Per ricostruire il vasto mosaico dei depistaggi a me è parso nuovo e particolarmente utile (senza forzature, senza voglie di scoop, basato sui documenti) il libro recentissimo di Paolo Brogi edito da Castelvecchi “Pinelli, l’innocente che cadde giù”. Nel quale, fra i molti funzionari saliti da Roma a prendere l’iniziativa, campeggia come “depistatore” e altro la figura del vice-capo del Sisde, il questore Silvano Russomanno, morto qualche anno fa, che fu uno di quelli che più pressarono negli interrogatori Pinelli, molto più di Calabresi, e che nell’80 ricompare nella vicenda dei verbali Peci forniti al Messaggero, da me diretto (purtroppo), per farci fare un primo botto e preparare su Paese Sera, ormai fiancheggiatore del Pci, quello vero e clamoroso: “Marco Donat Cattin terrorista di Prima Linea”. Con l’evidente intento di colpire il padre Carlo, autore con Forlani, del Preambolo contro l’ingresso comunista al governo. Operazione chiaramente di matrice andreottiana nella quale ingenuamente cademmo. Fu quindi del tutto sbagliata la campagna anti-Luigi Calabresi di Lotta Continua, che tanto ha pesato poi su numerose vite. E’ un dato che il figlio Mario e altri famigliari avrebbero dovuto e dovrebbero rivendicare.

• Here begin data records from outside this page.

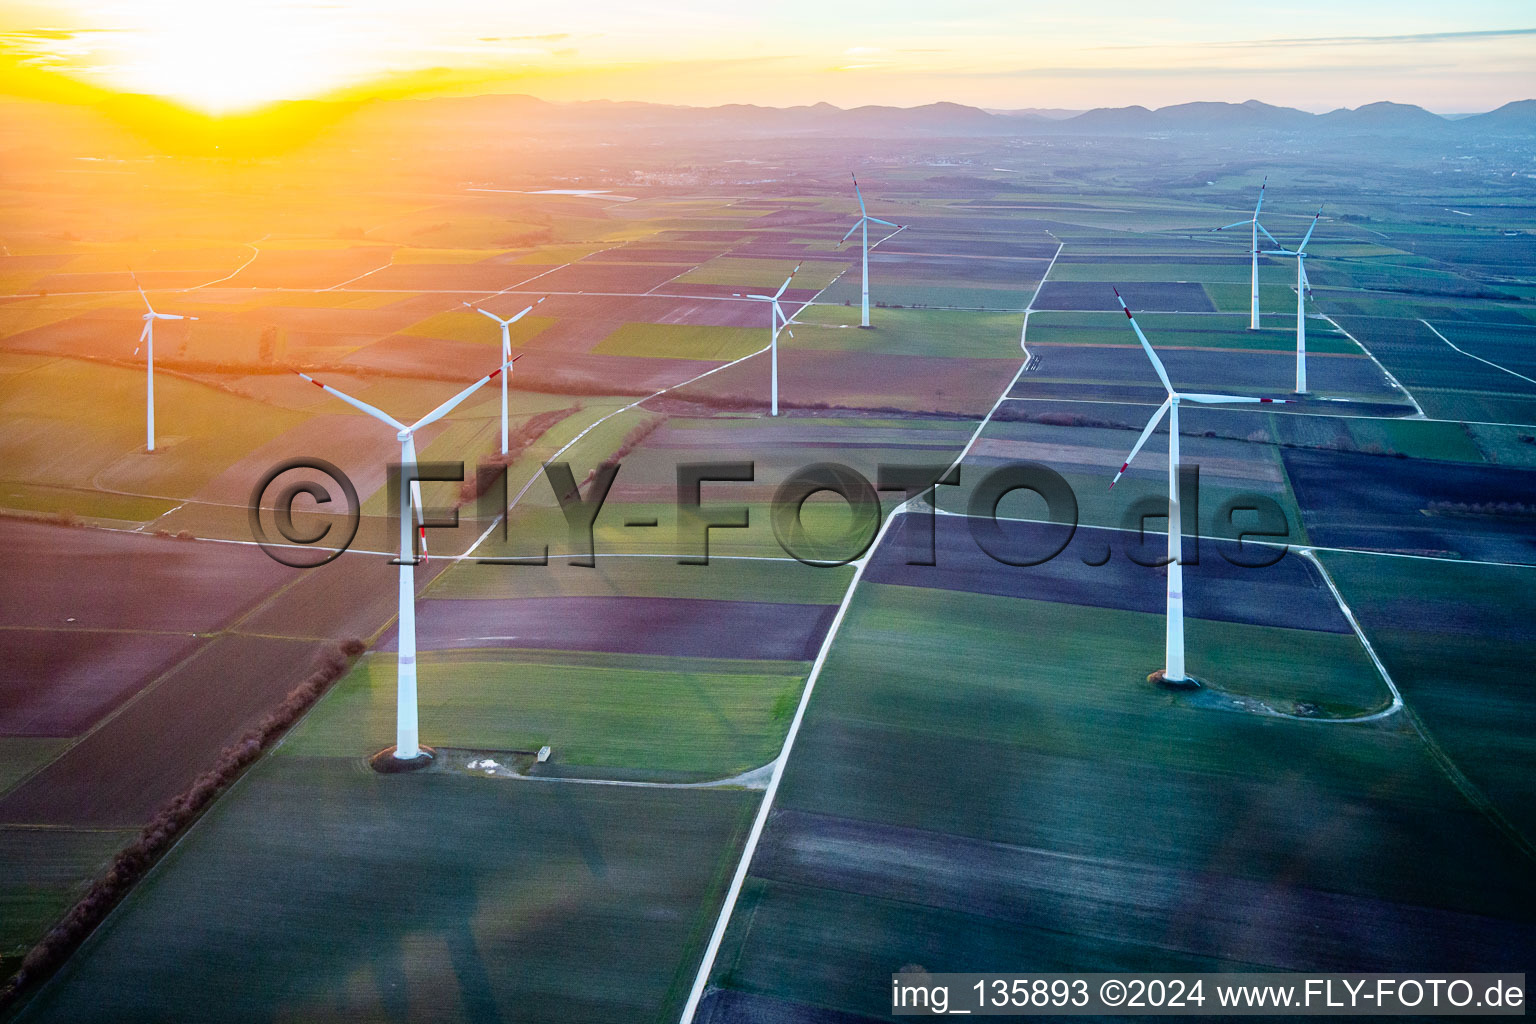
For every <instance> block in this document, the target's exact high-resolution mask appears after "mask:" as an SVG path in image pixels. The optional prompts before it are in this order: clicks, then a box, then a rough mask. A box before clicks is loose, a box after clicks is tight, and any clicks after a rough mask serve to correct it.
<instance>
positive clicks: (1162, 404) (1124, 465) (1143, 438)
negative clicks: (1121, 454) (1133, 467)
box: [1109, 395, 1174, 488]
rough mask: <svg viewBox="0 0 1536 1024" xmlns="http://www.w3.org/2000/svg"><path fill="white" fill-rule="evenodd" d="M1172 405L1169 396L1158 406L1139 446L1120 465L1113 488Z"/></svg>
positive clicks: (1166, 414)
mask: <svg viewBox="0 0 1536 1024" xmlns="http://www.w3.org/2000/svg"><path fill="white" fill-rule="evenodd" d="M1172 404H1174V396H1172V395H1169V396H1167V398H1166V399H1163V404H1161V405H1158V408H1157V411H1155V413H1152V419H1149V421H1147V425H1146V427H1144V428H1143V430H1141V436H1140V438H1137V444H1135V447H1134V448H1130V454H1127V456H1126V461H1124V462H1121V464H1120V473H1115V479H1112V481H1111V482H1109V487H1111V488H1114V485H1115V484H1118V482H1120V477H1121V474H1124V471H1126V470H1129V468H1130V462H1132V461H1134V459H1135V457H1137V453H1138V451H1141V445H1144V444H1146V442H1147V438H1150V436H1152V431H1154V430H1157V425H1158V424H1160V422H1163V418H1164V416H1167V410H1169V407H1170V405H1172Z"/></svg>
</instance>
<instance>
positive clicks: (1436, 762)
mask: <svg viewBox="0 0 1536 1024" xmlns="http://www.w3.org/2000/svg"><path fill="white" fill-rule="evenodd" d="M1432 330H1433V329H1432ZM1301 554H1303V556H1304V557H1306V559H1307V560H1309V562H1312V563H1313V565H1316V567H1318V571H1319V573H1322V580H1324V582H1326V583H1327V585H1329V590H1330V591H1333V597H1335V600H1338V603H1339V609H1341V611H1342V613H1344V614H1346V617H1349V622H1350V625H1352V626H1355V636H1358V637H1359V642H1361V643H1362V645H1366V652H1367V654H1370V660H1372V662H1375V663H1376V669H1378V671H1379V672H1381V677H1382V679H1384V680H1385V682H1387V686H1390V688H1392V694H1393V697H1395V699H1396V706H1401V708H1402V712H1404V715H1405V717H1407V720H1409V723H1410V725H1412V726H1413V732H1415V734H1418V737H1419V740H1421V742H1422V743H1424V749H1425V751H1427V752H1428V755H1430V760H1433V761H1435V765H1436V766H1438V768H1439V769H1441V771H1442V772H1444V774H1445V778H1447V780H1448V781H1450V785H1452V786H1455V788H1456V791H1458V792H1459V794H1461V795H1462V797H1464V798H1465V800H1467V803H1470V804H1471V806H1473V809H1475V811H1478V812H1479V814H1482V815H1484V817H1485V818H1487V820H1488V821H1490V823H1491V824H1493V827H1495V829H1498V831H1499V832H1502V834H1504V838H1507V840H1510V841H1511V843H1513V844H1514V847H1516V849H1518V851H1521V854H1524V855H1525V857H1528V858H1530V860H1536V844H1533V843H1531V841H1530V840H1528V838H1527V837H1525V834H1524V832H1521V831H1519V829H1518V827H1514V823H1511V821H1510V820H1508V818H1505V817H1504V812H1501V811H1499V809H1498V806H1495V803H1493V801H1491V800H1488V797H1487V794H1484V792H1482V789H1479V788H1478V785H1476V783H1475V781H1471V780H1470V778H1467V775H1465V772H1462V771H1461V768H1459V766H1458V765H1456V761H1453V760H1452V757H1450V754H1447V752H1445V749H1444V748H1441V745H1439V743H1438V742H1436V740H1435V737H1432V735H1430V732H1428V729H1427V728H1425V726H1424V722H1421V720H1419V717H1418V715H1416V714H1413V708H1409V705H1407V702H1404V700H1402V694H1399V692H1398V685H1396V683H1393V682H1392V676H1389V674H1387V668H1385V665H1382V663H1381V659H1379V657H1376V649H1375V648H1372V646H1370V640H1367V639H1366V631H1364V629H1361V626H1359V622H1358V620H1356V619H1355V613H1353V611H1350V608H1349V605H1346V603H1344V596H1342V594H1339V590H1338V586H1336V585H1335V583H1333V577H1332V576H1330V574H1329V571H1327V568H1324V565H1322V562H1321V560H1319V559H1318V557H1316V556H1315V554H1312V551H1310V550H1304V551H1301Z"/></svg>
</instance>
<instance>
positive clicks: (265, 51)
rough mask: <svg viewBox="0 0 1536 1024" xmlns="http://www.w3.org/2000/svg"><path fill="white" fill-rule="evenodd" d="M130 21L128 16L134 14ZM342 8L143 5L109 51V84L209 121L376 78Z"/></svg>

Fu lo squadrone dei Servizi salito immediatamente da Roma insieme ai Guida e agli Allegra a manipolare da subito tutta la vicenda appoggiati da quanti credevano ciecamente nella teoria degli “opposti estremismi” affermata fra gli altri da Giuseppe Saragat nel novembre 1969 dopo la morte a Milano dell’agente Antonio Annarumma.
Si doveva sbarrare la strada alle riforme sociali reclamate dall’"autunno caldo" sindacale fra settembre e dicembre 1969. “Il Giorno lo paghiamo coi soldi pubblici e attacca il governo!”, grida Saragat (interpretato dal bravissimo Omero Antonutti) nel film-documento di Marco Tullio Giordana. Quando nel ‘72 risalì al governo, con Andreotti, la destra di Giovanni Malagodi, uno dei primi bersagli fu non caso Italo Pietra, subito dopo il voto.